Oman issued a royal decree to become the first country in the Gulf to impose a personal income tax, its tax authority said on Sunday, as the small oil producer works to diversify its revenue stream.
Oman, among the smaller Gulf economies, launched a medium-term fiscal programme in 2020 to reduce public debt, diversify revenue sources and spur economic growth, which has improved public finances.
The sultanate, which still remains largely reliant on oil revenue, will impose a five per cent tax on taxable income for individuals earning over 42,000 Omani rials ($109,091) per year starting from 2028, according to the decree.
“The law also includes deductions and exemptions that take into account the social situation in the Sultanate of Oman, such as education, healthcare, inheritance, zakat, donations, primary housing,” the country’s tax authority said in a statement.
According to the state-run Oman News Agency (ONA), the plan also contributes to the objectives of Oman Vision 2040 by diversifying income sources and reducing reliance on oil revenues, with targets of 15pc of GDP by 2030 and 18pc by 2040.
The Gulf country added that the tax would apply to about 1pc of the population.

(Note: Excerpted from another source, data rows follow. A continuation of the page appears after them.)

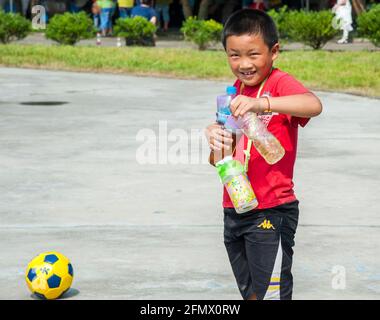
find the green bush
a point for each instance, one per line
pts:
(312, 28)
(136, 31)
(69, 28)
(202, 32)
(369, 24)
(13, 26)
(279, 17)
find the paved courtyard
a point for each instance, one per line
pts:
(72, 181)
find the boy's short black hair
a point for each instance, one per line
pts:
(253, 22)
(147, 2)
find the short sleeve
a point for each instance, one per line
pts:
(287, 86)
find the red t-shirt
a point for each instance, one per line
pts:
(272, 184)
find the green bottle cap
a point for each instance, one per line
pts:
(229, 168)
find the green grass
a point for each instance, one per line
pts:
(351, 72)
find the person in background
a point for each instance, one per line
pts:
(255, 4)
(162, 8)
(343, 12)
(25, 7)
(95, 10)
(107, 10)
(145, 10)
(125, 8)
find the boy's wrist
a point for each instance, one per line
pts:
(264, 105)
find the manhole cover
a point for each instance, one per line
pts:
(43, 103)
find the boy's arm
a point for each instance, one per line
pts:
(305, 105)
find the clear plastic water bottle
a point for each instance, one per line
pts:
(264, 141)
(223, 105)
(223, 115)
(234, 178)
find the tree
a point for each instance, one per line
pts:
(358, 6)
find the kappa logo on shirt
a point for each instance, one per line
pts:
(266, 225)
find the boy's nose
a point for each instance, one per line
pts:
(245, 64)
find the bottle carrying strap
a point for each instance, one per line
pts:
(247, 151)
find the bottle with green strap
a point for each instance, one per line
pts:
(234, 178)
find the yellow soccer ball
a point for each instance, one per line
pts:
(49, 275)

The Omani tax authority stated that the implementation of the tax “follows an in-depth study assessing its economic and social impact, based on income data from various government entities”, according to ONA.
Meanwhile, observers said that the introduction of income tax signalled economic maturity.
“That the rate is competitive internationally will ensure that Oman remains a country of choice for international professionals,” said David Daly, a partner at Gulf Tax Accounting Group, speaking to Gulf publication The National.